Previously asked if William had a gun, Price said, “I did not know, and I made that clear.”
Price said she believes Bill probably died around Christmas.
“But I think he was quite sick before then,’’ she said. “William would not have known what to do.”
“The coroner said there was a blanket nicely tucked around him, and I could see William trying to do what he could,’’ Price said.
“I honestly think he was afraid to leave the house, that it would be taken, but I don’t even know if he had that level of understanding.”
“I was sending him letters of what I was doing and why, but I’m not even convinced he actually lived there,’’ she said. “He may have been staying there since his father died. I don’t know and I don’t think anybody knows.”
Price said if the Shelby County Sheriff’s Office had such grave concerns about Bill, they would have gone into the home in November when she asked for the welfare check. She said the agency is inadequate in dealing with mental health issues.
She said changes need to be made to the system as far as the HOA debacle.
“This is a bigger issue than two people being killed,’’ she said. “It’s an issue that Alabama needs to address and it’s an issue that needs to be addressed nationwide.”

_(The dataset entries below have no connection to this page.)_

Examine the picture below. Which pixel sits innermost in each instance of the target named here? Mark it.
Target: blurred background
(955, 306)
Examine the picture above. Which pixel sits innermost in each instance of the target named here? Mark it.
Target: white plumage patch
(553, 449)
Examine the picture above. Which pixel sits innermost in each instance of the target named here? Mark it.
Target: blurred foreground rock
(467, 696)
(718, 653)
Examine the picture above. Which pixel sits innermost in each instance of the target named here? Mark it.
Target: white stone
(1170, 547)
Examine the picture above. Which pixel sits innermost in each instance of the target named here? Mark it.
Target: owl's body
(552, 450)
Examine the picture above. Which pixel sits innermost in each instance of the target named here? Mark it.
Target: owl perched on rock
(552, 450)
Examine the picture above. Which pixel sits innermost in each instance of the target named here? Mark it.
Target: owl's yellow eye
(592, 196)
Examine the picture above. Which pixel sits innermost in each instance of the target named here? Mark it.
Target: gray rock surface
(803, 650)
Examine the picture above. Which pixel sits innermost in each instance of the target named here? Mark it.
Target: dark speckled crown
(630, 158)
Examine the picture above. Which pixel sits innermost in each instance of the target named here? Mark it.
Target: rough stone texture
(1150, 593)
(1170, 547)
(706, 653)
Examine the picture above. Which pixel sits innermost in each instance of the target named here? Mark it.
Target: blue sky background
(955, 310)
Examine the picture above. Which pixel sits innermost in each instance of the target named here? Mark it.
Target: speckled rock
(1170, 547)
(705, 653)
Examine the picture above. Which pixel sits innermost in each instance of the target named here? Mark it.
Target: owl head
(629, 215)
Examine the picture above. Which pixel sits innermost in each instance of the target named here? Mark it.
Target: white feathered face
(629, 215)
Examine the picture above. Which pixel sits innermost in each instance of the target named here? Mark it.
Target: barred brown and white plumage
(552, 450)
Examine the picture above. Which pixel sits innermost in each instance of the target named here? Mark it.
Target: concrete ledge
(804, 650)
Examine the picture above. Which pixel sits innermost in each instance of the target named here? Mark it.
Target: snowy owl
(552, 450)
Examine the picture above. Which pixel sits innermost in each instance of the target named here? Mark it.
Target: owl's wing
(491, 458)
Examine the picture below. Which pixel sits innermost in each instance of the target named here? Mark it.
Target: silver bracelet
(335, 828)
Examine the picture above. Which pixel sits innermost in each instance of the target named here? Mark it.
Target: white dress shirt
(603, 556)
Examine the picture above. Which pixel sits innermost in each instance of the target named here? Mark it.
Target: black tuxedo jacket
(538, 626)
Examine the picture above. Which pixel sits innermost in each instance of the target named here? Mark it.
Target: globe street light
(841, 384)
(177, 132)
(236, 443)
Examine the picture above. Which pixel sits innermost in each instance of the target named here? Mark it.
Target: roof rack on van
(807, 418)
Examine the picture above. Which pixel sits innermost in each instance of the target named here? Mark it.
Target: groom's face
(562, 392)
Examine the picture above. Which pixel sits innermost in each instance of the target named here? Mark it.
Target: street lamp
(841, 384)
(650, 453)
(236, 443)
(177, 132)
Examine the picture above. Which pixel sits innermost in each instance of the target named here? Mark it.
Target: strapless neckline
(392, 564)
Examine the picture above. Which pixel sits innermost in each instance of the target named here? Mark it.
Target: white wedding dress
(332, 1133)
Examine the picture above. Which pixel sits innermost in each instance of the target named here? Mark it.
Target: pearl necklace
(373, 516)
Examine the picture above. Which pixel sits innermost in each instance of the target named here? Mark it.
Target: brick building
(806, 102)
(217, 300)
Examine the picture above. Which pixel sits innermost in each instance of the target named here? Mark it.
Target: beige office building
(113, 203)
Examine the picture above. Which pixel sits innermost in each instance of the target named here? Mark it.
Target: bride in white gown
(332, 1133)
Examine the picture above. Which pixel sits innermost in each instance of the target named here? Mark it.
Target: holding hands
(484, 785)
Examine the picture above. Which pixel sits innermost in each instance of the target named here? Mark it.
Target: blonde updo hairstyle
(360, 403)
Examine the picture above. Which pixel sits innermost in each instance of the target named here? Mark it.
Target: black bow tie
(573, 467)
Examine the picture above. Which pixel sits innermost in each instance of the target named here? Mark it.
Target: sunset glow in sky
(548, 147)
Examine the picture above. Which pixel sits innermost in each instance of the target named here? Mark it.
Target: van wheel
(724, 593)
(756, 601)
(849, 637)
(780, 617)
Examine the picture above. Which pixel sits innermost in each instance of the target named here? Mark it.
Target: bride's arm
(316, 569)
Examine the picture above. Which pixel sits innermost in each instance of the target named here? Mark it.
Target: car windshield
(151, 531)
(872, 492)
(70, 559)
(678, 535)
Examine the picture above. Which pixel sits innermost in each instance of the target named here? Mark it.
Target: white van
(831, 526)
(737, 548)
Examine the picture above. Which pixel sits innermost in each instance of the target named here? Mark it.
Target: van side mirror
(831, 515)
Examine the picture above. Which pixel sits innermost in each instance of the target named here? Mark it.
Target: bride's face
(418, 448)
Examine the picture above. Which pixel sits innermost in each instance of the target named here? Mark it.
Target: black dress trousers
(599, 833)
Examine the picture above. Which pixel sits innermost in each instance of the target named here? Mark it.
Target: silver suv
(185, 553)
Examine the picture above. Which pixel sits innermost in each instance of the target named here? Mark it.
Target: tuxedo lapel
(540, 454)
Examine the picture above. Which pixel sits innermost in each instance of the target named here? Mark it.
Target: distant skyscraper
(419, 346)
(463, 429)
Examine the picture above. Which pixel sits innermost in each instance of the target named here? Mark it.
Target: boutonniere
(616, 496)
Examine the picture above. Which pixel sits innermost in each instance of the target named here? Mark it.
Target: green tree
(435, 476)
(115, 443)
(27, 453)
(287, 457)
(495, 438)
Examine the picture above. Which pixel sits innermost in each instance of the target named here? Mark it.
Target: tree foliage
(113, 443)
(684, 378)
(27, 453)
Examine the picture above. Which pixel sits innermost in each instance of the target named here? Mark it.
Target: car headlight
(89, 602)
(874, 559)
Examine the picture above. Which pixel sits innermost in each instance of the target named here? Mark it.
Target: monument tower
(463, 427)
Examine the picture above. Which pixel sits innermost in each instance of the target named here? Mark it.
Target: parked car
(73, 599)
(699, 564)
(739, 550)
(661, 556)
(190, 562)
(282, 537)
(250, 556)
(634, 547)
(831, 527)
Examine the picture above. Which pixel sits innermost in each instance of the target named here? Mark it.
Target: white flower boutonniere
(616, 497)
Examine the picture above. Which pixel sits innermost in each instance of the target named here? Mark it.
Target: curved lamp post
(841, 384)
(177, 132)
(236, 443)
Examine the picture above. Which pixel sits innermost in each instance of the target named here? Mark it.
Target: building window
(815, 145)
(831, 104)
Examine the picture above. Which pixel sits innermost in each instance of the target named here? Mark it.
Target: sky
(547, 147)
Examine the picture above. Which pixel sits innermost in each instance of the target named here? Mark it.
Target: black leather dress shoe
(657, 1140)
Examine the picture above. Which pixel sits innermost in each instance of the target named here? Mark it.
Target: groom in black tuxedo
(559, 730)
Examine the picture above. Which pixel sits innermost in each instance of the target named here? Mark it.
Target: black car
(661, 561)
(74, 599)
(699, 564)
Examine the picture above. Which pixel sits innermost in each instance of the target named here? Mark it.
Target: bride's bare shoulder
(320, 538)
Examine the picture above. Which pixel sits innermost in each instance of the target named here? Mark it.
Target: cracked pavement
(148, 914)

“You’ve got an elderly man who isn’t functioning and you’re taking his house from him,’’ she said. “It’s totally immoral.”
“I found out this is going on all over the country,’’ she said, “and this is elder abuse.”
Chief Deputy Clay Hammac said law enforcement faces challenges in responding to individuals in mental health crisis.
“What we know is that it requires a multitude of resources from not only law enforcement and other first responders and the court system, but the community and families as well,’’ he said.
“Our profession is continuing to evolve and focus on addressing the needs of the citizens we serve across all spectrums of crisis,’’ Hammac said.
“The greatest tool we have is the partnership with the citizens and the community we serve, specifically with understanding a holistic approach with providing safety and service.”